Moğol İmparatorluğu'nun Yönetiminin Öğeday'a Verilmesi

Moğol geleneklerine göre Cengiz Han hayattayken topraklarını oğulları arasında pay etti. Yerine Cuci ve Çağatay arasındaki tartışma yüzünden ikisini de uygun görmezken, Öğeday bu göreve layık oldu. Cuci avcıbaşı, Çağatay örf ve hukuk uygulayıcısı, Tuli de savaş bakanı oldu.


 Cuci'nin arası Tuli ile de açılmıştı, ancak batı ülkelerin fethinde önemli rol oynadı. Cuci bilinen tüm yerleşik batı ülkelerini ele geçirdikten sonra Moğolistan'a dönmedi. Ancak aradaki mesafe oldukça uzundu ve bir haber alınamıyordu. Bunu bir kopma olarak Cengiz Han ordularını hazırlarken oğlu Cuci'nin ölüm haberini aldı.


1223 ve 1224 yıllarını Kulan-Başın ve İrtiş'de geçiren Cengiz Han; 1225'de Hsia devletine karşı sefere çıktı. Hsia merkezinin teslim olmadan iki gün önce günümüz Kansu'sunda Tangut seferi sırasında hastalanarak 1227 yılının 18 Ağustos'unda öldü.


 Moğol geleneği uyarınca mezarı gizli tutulsa da, cesedi Onon ve Kerulen kaynakları yakınında, Burhan-Haldun dağları arasında bir yere gömüldü. Ondan sonra gelenler de buraya gömüldü ve heykelleri dikildi.

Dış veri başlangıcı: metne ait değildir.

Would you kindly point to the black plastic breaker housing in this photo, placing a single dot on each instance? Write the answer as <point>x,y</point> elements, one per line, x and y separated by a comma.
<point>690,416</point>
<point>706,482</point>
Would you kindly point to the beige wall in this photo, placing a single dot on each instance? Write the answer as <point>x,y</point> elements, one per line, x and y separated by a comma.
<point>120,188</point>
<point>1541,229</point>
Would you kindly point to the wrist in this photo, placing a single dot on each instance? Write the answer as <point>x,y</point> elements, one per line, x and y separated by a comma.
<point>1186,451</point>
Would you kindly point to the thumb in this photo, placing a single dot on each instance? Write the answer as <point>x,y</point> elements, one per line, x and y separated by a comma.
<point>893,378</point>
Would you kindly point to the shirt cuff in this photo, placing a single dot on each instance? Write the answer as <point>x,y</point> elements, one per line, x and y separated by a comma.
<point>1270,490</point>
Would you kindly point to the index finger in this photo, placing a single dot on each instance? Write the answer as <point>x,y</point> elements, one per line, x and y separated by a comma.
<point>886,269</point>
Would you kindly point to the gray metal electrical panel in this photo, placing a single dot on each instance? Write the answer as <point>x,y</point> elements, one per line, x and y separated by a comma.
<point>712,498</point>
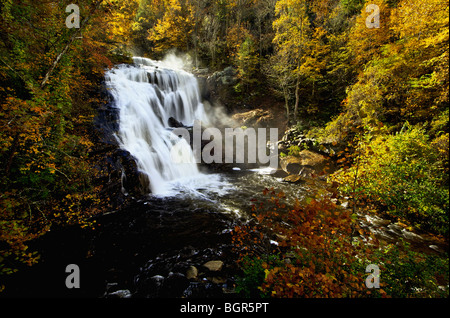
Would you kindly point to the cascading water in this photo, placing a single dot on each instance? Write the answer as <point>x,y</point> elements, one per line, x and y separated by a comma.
<point>147,94</point>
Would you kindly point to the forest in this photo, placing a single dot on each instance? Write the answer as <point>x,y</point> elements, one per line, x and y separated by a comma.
<point>370,84</point>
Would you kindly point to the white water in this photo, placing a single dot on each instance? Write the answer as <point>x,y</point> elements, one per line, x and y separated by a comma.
<point>147,94</point>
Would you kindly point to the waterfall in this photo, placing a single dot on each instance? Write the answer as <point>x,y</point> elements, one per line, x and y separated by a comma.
<point>147,94</point>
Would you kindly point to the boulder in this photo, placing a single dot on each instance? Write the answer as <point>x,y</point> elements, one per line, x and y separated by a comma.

 Genelde bilinenin aksine, Cengiz Han Moğol İmparatorluğu'nun tamamını ele geçirmemiştir. Döneminde Hazar Denizi'nden Japon Denizi'ne kadar ilerlemiştir. İmparatorluğun genişlemesi 1227 yılından sonra Öğeday'ın yönetiminde olmuştur. Moğol orduları İran'ın tamamını, Çin'in tamamını da 1279 yılında ele geçirmiştir. 1230'lu yılların sonunda, Cuci'nin oğlu Batu Han Avrupa'ya sefere çıkmış; Rusya'yı ele geçirmiş ve Orta Avrupa'ya kadar ilerlemiştir. Sübüdey Noyan'ın da desteğiyle o dönemdeki en güçlü Avrupa ordusu olan Polonyalı, Alman ve Macar ordularını 2 gün içinde bozguna uğratmış; Avrupa'nın da orduya bakış açısını değiştirmiştir.


 Tuli'nin oğlu Hülagû Han Orta Doğu'da günümüz Filistin topraklarına kadar ulaşmış, Abbasi Halife'sini ise öldürmesi günümüzde bile Iraklıların Moğolları hala sevmemesine neden olmuştur.